Examining his sheet for the benefit of how the clones would act, Aleistair saw the he was either resistant or immune to most of what he could do to himself, so the most effective way to get rid of them would be for us to kill him and try to resurrect him later (tough, as he is not native to the plane). Two Aleistairs (one real, one fake) walked into view with weapons sheathed and necks bared. The other three had run off. Missinget cast a spell that disabled both of them. Then we came up with a gorgeous-but-sickening plan: We had Koslov use wish spells to duplicate programmed amnesia (total mental rewrite) on both Aleistairs. When they woke up, neither one was interested in attacking the other any more. Indefinitely Duplicated PC! That complication out of the way, we destroyed the final phylactery (the papers). Examining the titan-turned-statue, all of us agreed that the mutilation its brain had suffered and how long it had spent in this state--450 years, give or take--meant that the best course of action would most likely be a mercy kill. So we dealt such.

Now that we had destroyed evil, it was time for the other half of adventuring: taking its stuff. We ended up carting several magical tomes (mainly of varieties that permanently increased mental ability scores: Koslov and Obelix took the Intelligence books, as Int rules their class abilities, Missinget and Aleistar took the Charisma books, and I took one of the Wisdom books so that my Wisdom could meet actual human standards) and spellbooks, some large magical onyx blocks that I had pulled out of the titan's brain, and a FILTHY RICH FORTUNE in random magical items and components back to the ship. The Atherton society claimed most of it, but we were very generously compensated. On the way out, Koslov left a message for the ghost to read when it rejuvenated, telling it that it lich buddies were kaput and that if it decided to pursue us, we would find a way to make it permanently dead. Afterward, we briefly debated on whether or not to send a ship home to report back our discoveries or to continue onward without delay.
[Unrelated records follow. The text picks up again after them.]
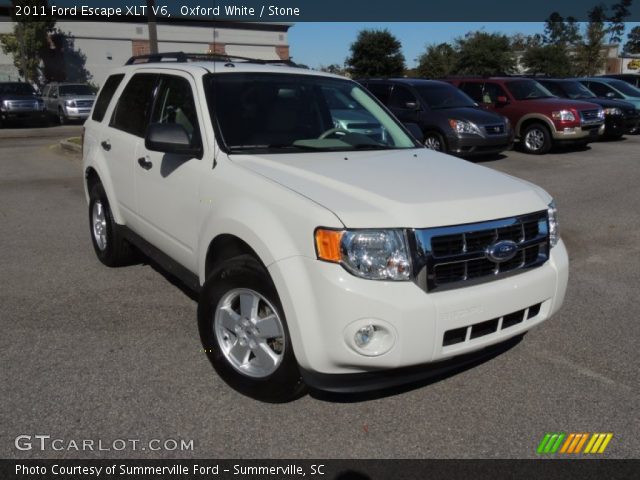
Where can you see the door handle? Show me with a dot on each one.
(144, 163)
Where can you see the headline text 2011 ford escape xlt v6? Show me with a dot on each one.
(323, 256)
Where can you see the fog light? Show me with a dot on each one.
(364, 335)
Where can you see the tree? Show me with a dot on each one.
(437, 61)
(29, 39)
(376, 53)
(482, 53)
(589, 57)
(616, 20)
(633, 41)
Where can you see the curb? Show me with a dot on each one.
(67, 145)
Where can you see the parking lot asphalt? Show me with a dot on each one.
(88, 352)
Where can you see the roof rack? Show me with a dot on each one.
(182, 57)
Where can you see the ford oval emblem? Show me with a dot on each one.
(502, 251)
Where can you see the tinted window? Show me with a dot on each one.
(444, 96)
(175, 104)
(75, 90)
(601, 90)
(474, 90)
(109, 88)
(132, 111)
(527, 90)
(400, 96)
(381, 91)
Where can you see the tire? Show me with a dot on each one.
(434, 141)
(236, 299)
(536, 139)
(110, 247)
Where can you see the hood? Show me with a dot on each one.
(476, 115)
(413, 188)
(77, 97)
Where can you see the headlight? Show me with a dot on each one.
(563, 116)
(370, 254)
(462, 126)
(554, 232)
(612, 111)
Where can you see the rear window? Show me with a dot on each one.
(104, 98)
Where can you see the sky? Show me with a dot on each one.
(315, 43)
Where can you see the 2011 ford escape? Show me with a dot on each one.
(323, 254)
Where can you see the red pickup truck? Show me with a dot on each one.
(539, 119)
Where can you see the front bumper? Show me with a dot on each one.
(324, 305)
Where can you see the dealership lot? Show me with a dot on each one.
(103, 354)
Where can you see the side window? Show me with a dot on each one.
(491, 92)
(132, 111)
(553, 88)
(175, 104)
(474, 90)
(380, 91)
(401, 96)
(109, 88)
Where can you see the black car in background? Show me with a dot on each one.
(620, 117)
(450, 121)
(20, 102)
(632, 78)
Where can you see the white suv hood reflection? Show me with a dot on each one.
(415, 188)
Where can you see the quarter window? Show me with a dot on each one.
(132, 111)
(105, 96)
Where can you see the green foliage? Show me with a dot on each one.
(28, 41)
(633, 41)
(376, 53)
(589, 56)
(437, 61)
(482, 53)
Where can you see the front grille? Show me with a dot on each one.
(477, 330)
(457, 256)
(590, 116)
(494, 129)
(22, 105)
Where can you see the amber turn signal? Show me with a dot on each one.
(328, 244)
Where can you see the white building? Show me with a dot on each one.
(110, 44)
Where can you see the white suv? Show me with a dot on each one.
(325, 254)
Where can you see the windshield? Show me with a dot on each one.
(527, 90)
(75, 90)
(625, 88)
(282, 113)
(575, 90)
(16, 89)
(444, 96)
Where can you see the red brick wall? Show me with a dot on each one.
(217, 48)
(140, 47)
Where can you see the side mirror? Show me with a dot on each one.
(415, 130)
(170, 138)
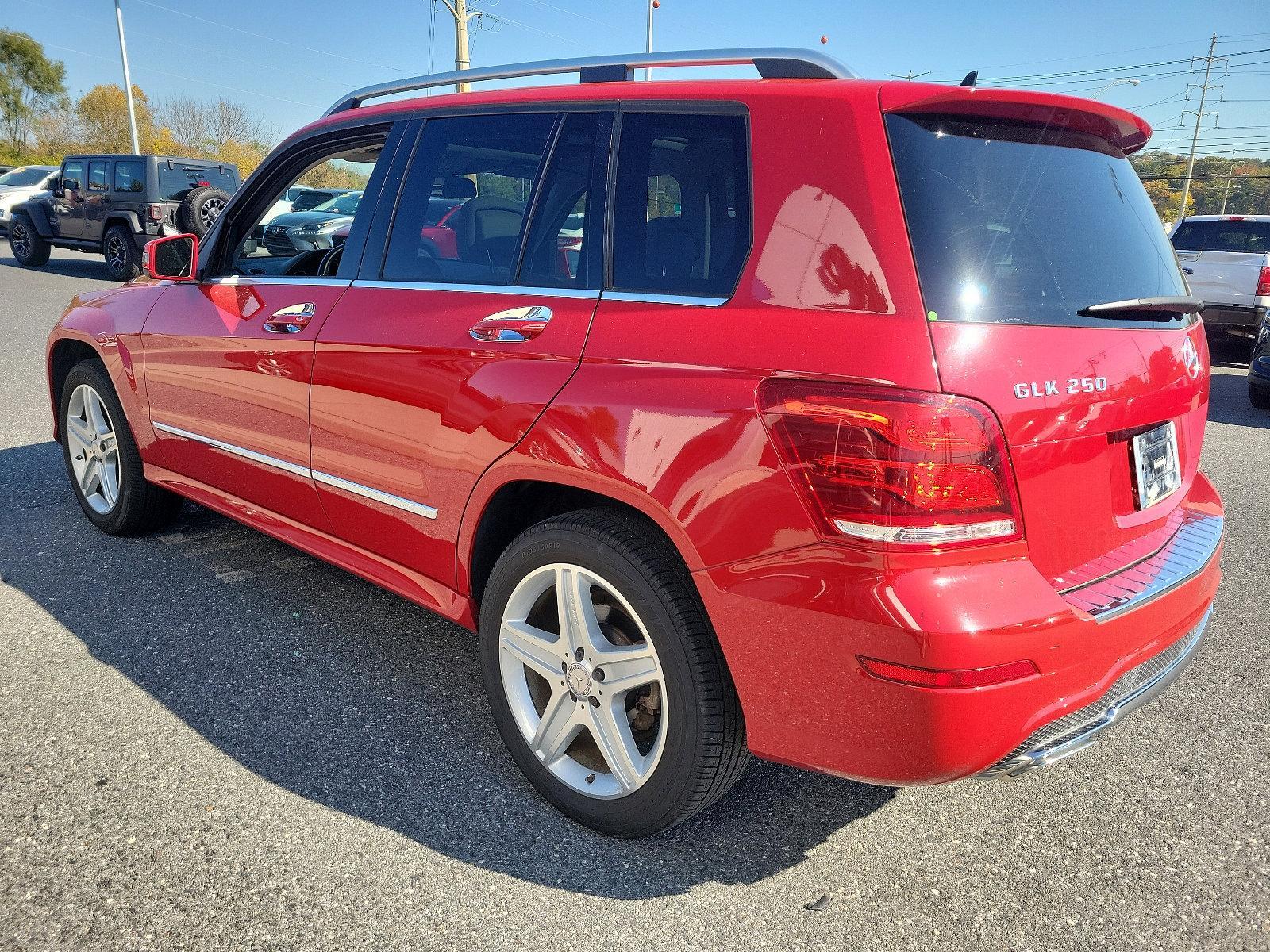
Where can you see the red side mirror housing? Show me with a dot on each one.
(173, 258)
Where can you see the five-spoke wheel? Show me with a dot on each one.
(583, 681)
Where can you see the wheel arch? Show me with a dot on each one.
(63, 355)
(508, 507)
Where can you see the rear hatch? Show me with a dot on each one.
(1223, 258)
(1019, 224)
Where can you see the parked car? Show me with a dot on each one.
(1226, 259)
(1259, 367)
(876, 456)
(302, 232)
(112, 205)
(300, 200)
(22, 183)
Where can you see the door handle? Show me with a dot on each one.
(291, 319)
(512, 325)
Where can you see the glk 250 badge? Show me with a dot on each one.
(1051, 387)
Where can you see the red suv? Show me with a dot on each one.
(850, 423)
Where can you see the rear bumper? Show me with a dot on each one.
(1077, 730)
(793, 628)
(1233, 315)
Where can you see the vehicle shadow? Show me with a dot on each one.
(351, 697)
(1229, 403)
(80, 267)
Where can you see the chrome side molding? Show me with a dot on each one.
(327, 479)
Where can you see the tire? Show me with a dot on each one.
(681, 727)
(200, 209)
(135, 505)
(25, 244)
(120, 249)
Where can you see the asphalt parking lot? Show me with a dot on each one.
(209, 740)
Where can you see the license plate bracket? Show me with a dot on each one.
(1156, 465)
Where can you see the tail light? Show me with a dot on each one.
(945, 678)
(897, 469)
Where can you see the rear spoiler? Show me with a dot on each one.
(1123, 130)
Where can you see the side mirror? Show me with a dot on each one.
(171, 258)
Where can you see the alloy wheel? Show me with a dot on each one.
(19, 240)
(94, 450)
(211, 211)
(583, 681)
(116, 254)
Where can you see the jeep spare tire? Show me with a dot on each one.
(200, 209)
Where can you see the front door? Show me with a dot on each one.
(69, 207)
(436, 363)
(228, 365)
(229, 359)
(98, 200)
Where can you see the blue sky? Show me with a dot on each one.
(290, 59)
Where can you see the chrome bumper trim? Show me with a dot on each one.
(376, 495)
(1077, 730)
(1178, 562)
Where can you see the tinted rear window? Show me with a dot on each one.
(1016, 224)
(175, 183)
(1246, 236)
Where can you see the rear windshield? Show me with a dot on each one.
(1020, 224)
(25, 177)
(1245, 236)
(175, 182)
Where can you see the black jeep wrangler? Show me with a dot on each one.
(114, 205)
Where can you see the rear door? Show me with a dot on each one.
(1018, 228)
(98, 200)
(442, 355)
(1223, 259)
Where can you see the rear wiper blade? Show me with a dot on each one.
(1145, 306)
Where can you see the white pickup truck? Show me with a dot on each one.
(1226, 259)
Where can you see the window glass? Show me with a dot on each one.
(130, 175)
(25, 177)
(474, 177)
(305, 238)
(564, 248)
(997, 234)
(681, 221)
(97, 173)
(178, 181)
(73, 177)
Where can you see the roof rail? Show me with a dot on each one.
(772, 63)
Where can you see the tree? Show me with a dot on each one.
(103, 120)
(29, 84)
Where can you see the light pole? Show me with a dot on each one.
(1115, 83)
(127, 82)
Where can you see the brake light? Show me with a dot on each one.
(956, 678)
(897, 469)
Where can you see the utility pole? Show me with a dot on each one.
(1229, 177)
(1199, 117)
(463, 55)
(648, 46)
(127, 82)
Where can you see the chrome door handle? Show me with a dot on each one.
(512, 325)
(291, 319)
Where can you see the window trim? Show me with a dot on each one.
(215, 258)
(679, 107)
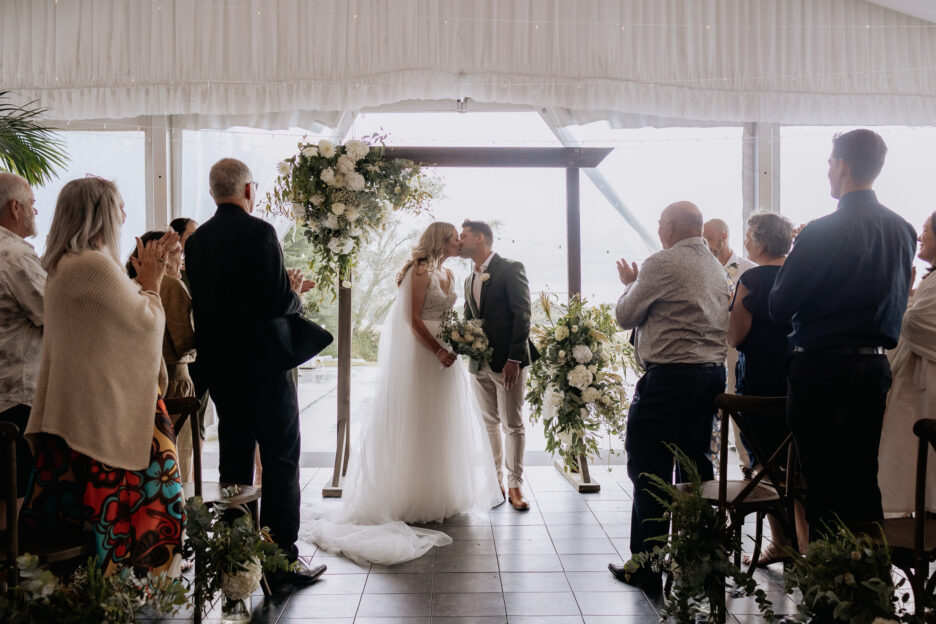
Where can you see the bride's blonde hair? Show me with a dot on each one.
(431, 247)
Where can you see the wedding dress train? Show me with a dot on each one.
(423, 457)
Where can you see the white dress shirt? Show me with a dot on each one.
(22, 284)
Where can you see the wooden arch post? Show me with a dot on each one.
(569, 158)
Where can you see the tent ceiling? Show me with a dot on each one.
(277, 62)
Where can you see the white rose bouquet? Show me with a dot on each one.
(577, 386)
(466, 337)
(341, 194)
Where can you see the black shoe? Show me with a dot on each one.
(303, 575)
(649, 581)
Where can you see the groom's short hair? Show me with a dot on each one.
(481, 228)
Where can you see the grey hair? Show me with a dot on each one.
(228, 177)
(772, 231)
(12, 187)
(87, 216)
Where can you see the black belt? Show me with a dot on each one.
(685, 365)
(844, 350)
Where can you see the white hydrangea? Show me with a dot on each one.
(356, 149)
(327, 148)
(591, 394)
(582, 354)
(240, 586)
(354, 181)
(345, 164)
(580, 377)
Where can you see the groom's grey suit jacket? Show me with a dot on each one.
(505, 309)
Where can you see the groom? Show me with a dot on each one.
(498, 293)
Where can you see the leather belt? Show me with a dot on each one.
(844, 350)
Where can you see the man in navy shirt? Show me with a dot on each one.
(844, 287)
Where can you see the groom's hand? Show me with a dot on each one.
(511, 373)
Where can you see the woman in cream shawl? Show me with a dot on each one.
(913, 393)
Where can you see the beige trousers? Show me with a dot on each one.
(503, 409)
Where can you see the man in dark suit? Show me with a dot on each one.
(240, 289)
(497, 292)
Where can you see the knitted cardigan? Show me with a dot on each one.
(100, 364)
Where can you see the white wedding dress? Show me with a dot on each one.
(425, 455)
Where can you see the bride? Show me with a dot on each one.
(425, 454)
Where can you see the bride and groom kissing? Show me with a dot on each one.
(434, 447)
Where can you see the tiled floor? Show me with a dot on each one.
(545, 566)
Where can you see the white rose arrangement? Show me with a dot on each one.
(577, 386)
(339, 195)
(466, 337)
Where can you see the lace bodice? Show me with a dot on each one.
(437, 302)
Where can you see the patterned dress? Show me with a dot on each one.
(136, 517)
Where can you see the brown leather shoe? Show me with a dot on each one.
(516, 499)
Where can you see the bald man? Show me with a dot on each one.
(715, 232)
(677, 302)
(22, 283)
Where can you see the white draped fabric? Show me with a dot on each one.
(785, 61)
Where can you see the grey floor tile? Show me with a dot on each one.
(597, 582)
(553, 603)
(587, 546)
(466, 563)
(466, 582)
(529, 563)
(404, 583)
(525, 547)
(468, 605)
(515, 582)
(467, 547)
(394, 605)
(565, 517)
(322, 605)
(614, 603)
(587, 563)
(576, 531)
(423, 565)
(336, 584)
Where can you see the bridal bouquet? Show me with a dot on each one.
(577, 386)
(340, 194)
(466, 337)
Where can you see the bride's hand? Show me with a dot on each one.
(446, 357)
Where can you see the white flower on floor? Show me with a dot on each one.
(591, 394)
(580, 377)
(241, 585)
(582, 354)
(327, 148)
(356, 149)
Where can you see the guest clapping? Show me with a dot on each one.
(844, 287)
(913, 393)
(678, 305)
(104, 450)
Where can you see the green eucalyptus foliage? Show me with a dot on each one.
(28, 148)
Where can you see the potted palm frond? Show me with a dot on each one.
(27, 147)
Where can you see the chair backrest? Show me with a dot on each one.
(187, 408)
(777, 464)
(925, 429)
(9, 433)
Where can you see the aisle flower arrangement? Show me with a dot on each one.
(577, 386)
(340, 194)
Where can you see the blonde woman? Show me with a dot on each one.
(104, 448)
(424, 456)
We decided on the latter, as next land was two weeks away and that backtracking, due to various factors geographical and political, could set us months behind schedule.

In the aftermath, the duplicate Aleistair made it clear that he would strike out on his own soon (and there are still the three renegades to worry about), we resurrected Meteledes again (which we learned would, due to escalating interference with connections to the afterlife, be the last resurrection we could manage--sorry, cleric!), and the DM let us invest our newly-acquired funds as we pleased, due to the plethora of crafters aboard the ship and the effective two weeks of downtime. Koslov set to creating an adamantine body for himself. Obelix boosted his Intelligence even more and got various other magical enhancements, especially pertaining to mobility and melee (I will take this moment to mention that Aleistair, Obelix, and I, due to the acronym of or real-life names and common competency in melee, are known as the IMP Squad.). I massively (due to having been the one to loot the onyx blocks, I got an extra kickback from our employers) upgraded most of my combat-oriented gear, putting my Strength on par with many giants and making me considerably more agile than anyone in full plate has a right to be. Not sure how the other party members are investing their money yet.

Long story short: Liches are dead for good (but the ghost is not), Meteledes continues to be the tagalong Chew Toy of Fate (but he's sure fun to play), Zerin is dead and not returning any time soon (most likely the DM will find a way to introduce the knight that is his backup character), solar exploded himself after a nasty, brutish, and short life as the other Chew Toy of Fate, Aleistair has one friendly clone aboard the ship (for now) and three homicidal clones of whereabouts unknown, and we all have obscene amounts of loot. We're also approaching the Epic threshold.